Shelley Feldstein was not going about this logically. She knew just how much time she had—more than half an hour, now, before the cutting session broke up and Sarah was free to come back to the hotel. Shelley had all the time in the world. And she didn’t want to waste a moment of it.
She stuffed the letters down the front of her shirtwaist dress, under her belt, so that they would stay put. Then she headed for Sarah’s suitcases.
One real suitcase. One briefcase full of papers. One overnight bag with cosmetics and bath supplies.
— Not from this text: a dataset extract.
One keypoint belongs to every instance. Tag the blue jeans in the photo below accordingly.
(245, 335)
Shelley upended both the suitcase and the briefcase, spilling their contents on the floor. Then she took a bottle of Max Factor foundation out of the overnight bag, opened it, and poured the contents into the mess of clothes and papers at her feet.
Good, she thought, very good.
By the time she got done with this room, Sarah Meyer would have been taught a lesson. By the time she got done with this room, nothing would ever put it back together again. By the time she got done with this room…
What?
Shelley went into the bathroom, got Sarah’s bottle of shampoo and her bottle of conditioner, and came back into the main room to dump the contents of both on the mess she’d already made.
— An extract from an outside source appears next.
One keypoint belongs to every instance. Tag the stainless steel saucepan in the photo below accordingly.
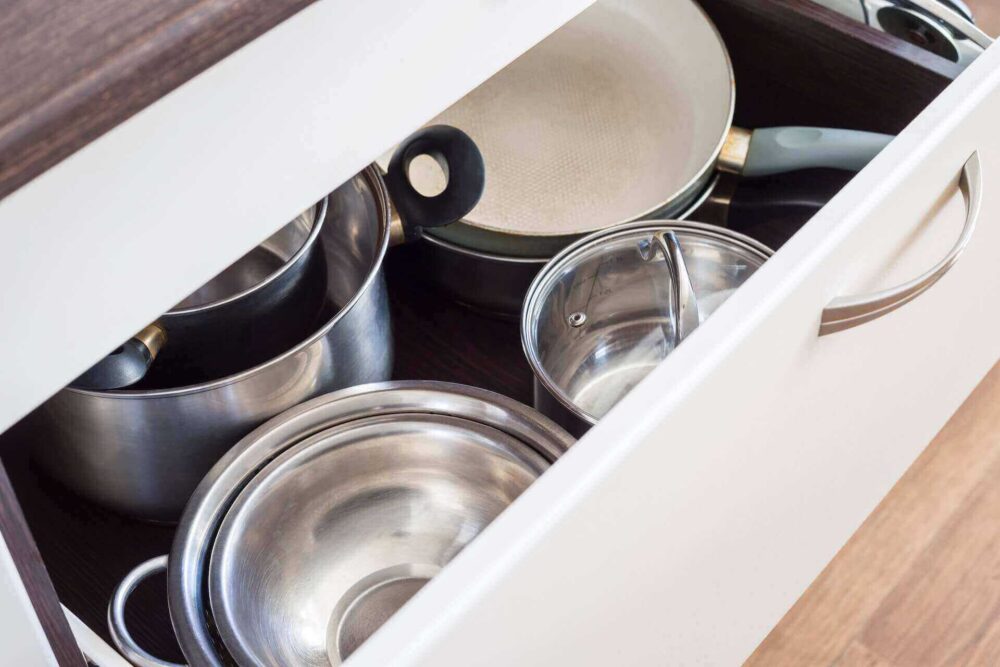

She was no longer doing this for revenge or to teach Sarah a lesson or to strike a blow in the holy war for a right to privacy.
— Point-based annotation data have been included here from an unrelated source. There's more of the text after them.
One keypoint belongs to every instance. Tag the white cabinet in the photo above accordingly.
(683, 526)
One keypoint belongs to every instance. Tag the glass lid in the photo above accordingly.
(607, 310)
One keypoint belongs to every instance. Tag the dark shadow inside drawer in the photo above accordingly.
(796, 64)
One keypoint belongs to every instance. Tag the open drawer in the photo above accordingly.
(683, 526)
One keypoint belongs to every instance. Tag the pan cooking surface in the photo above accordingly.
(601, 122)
Shelley was doing it because pulling a stunt like this on a fat slob bitch like Sarah Meyer was fun.
SIX
1
IT WAS THREE THIRTY when Gregor Demarkian showed up at the precinct where John Henry Newman Jackman was spending his afternoon, and three thirty-one when he decided that he was glad he had never been an ordinary local police officer. Why was it that local police stations were always so depressing, even when they were in the middle of big-money, low-crime districts? This one was not in the middle of a big-money, low-crime district. It was in the middle of a slum that was rapidly metamorphosing into what the cops had started to call “UFO territory.” UFO territory was the bastard child of the drug wars. Poor neighborhoods were full of drugs these days. Everybody expected them to be. There was a point, however, when a neighborhood got too full of drugs. There was a moment when the nonaddicted and the uninvolved decided they would rather be homeless than live around this. That was when things started to get really bad. The buildings emptied out. The windows got broken and the bricks began to crumble. There would be a rash of fires. Gregor had seen whole blocks burn in a matter of days and weedy vacant lots sprout from the ruins overnight. This neighborhood was not quite there yet. The blackened bricks strewn across the lumpy ground of the lot next to the station house testified to at least one fire, but the tenement directly across the street was still full of people. Gregor even saw children straggling down the pavement, probably on their way home from school. Several of them wore Catholic-school uniforms, which meant somebody around here was still trying. Gregor didn’t think the trying was doing much good or that it would continue much longer. Up at the corner there was a building with shattered windows and splintered doors. Passing it, Gregor had heard the giggles and the sighs. The sounds were so soft, they might have been made by ghosts. Maybe they had been. The building was crammed full of hibernating junkies.
The glass in the station house door had a crack in it. Gregor ran his hand across it, clucking like an Armenian grandmother just quietly enough so that no one could hear him, and then went inside. He walked up to the counter and gave his name to the desk sergeant. She was a heavy woman in her forties who looked like she’d just stepped out of a raging tornado. Her wiry, salt-and-pepper hair was standing up from her scalp and corkscrewed in every direction. The collar of her blouse was pulled sideways and her rolled-up sleeves were wrinkled into accordion pleats. Her eyes were wild. Gregor stood politely in front of her and let her look him over. He didn’t think much of anything about him was actually sinking in. Her mind was on an altercation taking place on her side of the dividing rail. Two cops had a young man in custody and were trying to ask him questions. The young man would sit silently for a minute or two and then leap to his feet and yell “Bungeeee!” at the top of his lungs. The young man was as crazy as a loon, and the two police officers knew it, but they slogged on bravely anyway, as if they had a hope in hell of getting something done. The desk sergeant turned her back to Gregor and looked at them. Then she turned to face Gregor again and sighed.